If you define "our" universe as a particular set of states aren't there more than one of "ours" or in fact an infinite number of them which are either identical or indistinguishable some of which got invaded and more which didn't?
Only the ones in which we all didn't get murdered are having this conversation.
There'd be infinite universes where that happened and infinite universes where it did not.
In 1867, Lord Kelvin imagined atoms as knots in the aether.
I had never heard of this before, and I find the idea absolutely delightful. As I understand it, the "knots" are stable vortices in the aether. It was popular from 1870 - 1890, and it blows my mind that only a few years later the electron was discovered (1897), and less than 50 years later (1938), the scanning electron microscope was invented! 1955 was when the atom was first imaged.
https://en.wikipedia.org/wiki/Vortex_theory_of_the_atom
I was literally just reading about this (see in particular "arguments in favor of")
https://webhomes.maths.ed.ac.uk/~v1ranick/papers/mfaknot.pdf ("Geometry and Physics of Knots" by Atiyah)
It's interesting that the mathematical theory of knots was initially developed in response to Kelvin's proposal (i.e. Tait's work), because people were motivated trying to work out its implications for atomic theory. A branch of mathematics created by wrong physics.
I think the idea of knots as a basis for everything has come and gone several times. One of those were in the 90s, which is when I became aware thanks to the excellent "Gauge Fields, Knots and Gravity" by John Baez and Javier P Muniain, that was part of the "Series on Knots and Everything" [1]. Those are really intriguing ideas.
[1] https://www.worldscientific.com/series/skae
Oddly close to to the QFT view while missing the fundamental nature of fields.
My personal theory is that universes are born from black holes (or rather, the exit end of the black hole). There are more than one such universe. Big bang theory isn't exactly correct -- our universe expanded from the tail end of a collapsing black hole. I think various "universes" share the same overall laws of physics, but can have different arrangements. Knots certainly fits in this and could explain some of the things.
I think the title removed the wrong words to make it fit into 80 characters.

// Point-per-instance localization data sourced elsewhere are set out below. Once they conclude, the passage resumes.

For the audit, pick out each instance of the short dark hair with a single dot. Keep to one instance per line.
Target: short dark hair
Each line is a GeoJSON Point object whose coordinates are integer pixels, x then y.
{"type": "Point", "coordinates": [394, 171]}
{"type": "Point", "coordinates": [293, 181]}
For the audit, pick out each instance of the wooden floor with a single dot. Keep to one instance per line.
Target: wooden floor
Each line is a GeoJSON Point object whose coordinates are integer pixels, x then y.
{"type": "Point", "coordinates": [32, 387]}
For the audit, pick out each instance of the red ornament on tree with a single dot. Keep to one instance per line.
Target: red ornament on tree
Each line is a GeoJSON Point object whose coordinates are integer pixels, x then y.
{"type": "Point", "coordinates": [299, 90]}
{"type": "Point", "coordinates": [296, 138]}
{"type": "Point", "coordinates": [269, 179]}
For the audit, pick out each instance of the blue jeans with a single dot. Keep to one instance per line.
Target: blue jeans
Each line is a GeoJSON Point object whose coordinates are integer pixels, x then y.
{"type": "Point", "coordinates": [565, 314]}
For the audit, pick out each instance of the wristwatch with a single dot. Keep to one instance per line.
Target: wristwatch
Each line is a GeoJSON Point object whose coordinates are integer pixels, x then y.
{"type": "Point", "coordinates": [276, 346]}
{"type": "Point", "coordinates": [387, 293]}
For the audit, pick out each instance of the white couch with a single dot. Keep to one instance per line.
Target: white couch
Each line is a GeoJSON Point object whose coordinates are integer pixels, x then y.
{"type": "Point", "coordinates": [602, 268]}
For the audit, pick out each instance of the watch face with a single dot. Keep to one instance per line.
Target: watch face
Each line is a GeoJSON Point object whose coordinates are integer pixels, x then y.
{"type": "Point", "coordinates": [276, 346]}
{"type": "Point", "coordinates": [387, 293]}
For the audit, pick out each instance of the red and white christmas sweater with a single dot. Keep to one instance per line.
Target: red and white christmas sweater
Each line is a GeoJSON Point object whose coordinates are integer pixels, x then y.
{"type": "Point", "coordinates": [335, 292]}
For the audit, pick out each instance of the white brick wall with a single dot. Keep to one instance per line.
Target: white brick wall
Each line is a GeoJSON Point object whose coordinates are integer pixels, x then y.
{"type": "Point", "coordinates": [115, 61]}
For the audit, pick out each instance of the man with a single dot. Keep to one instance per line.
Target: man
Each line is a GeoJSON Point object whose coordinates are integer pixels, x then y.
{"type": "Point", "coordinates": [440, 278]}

The actual title is “The key to why the universe exists may lie in an 1800s knot idea science once dismissed”. Removing “why the” makes the title ungrammatical. Removing just “science once dismissed” from the end would work better.
The article's title is too baity for HN so I lifted a phrase from the paper itself. More at https://news.ycombinator.com/item?id=45696368
For convenience @dang, the new suggested title is
The key to why the universe exists may lie in an 1800s knot idea
When I first read the existing title I was also very confused
I agree that that would be a good way to shorten it, but the title itself needs to be changed ("Please use the original title, unless it is misleading or linkbait" - https://news.ycombinator.com/newsguidelines.html). "Key to why the universe exists" is linkbaity, and "1800s knot idea" appears misleading, since the intersection between what Kelvin said and what these researchers are saying appears to be just "knots".
Edit: The mention of Kelvin's original idea does make the article more interesting though!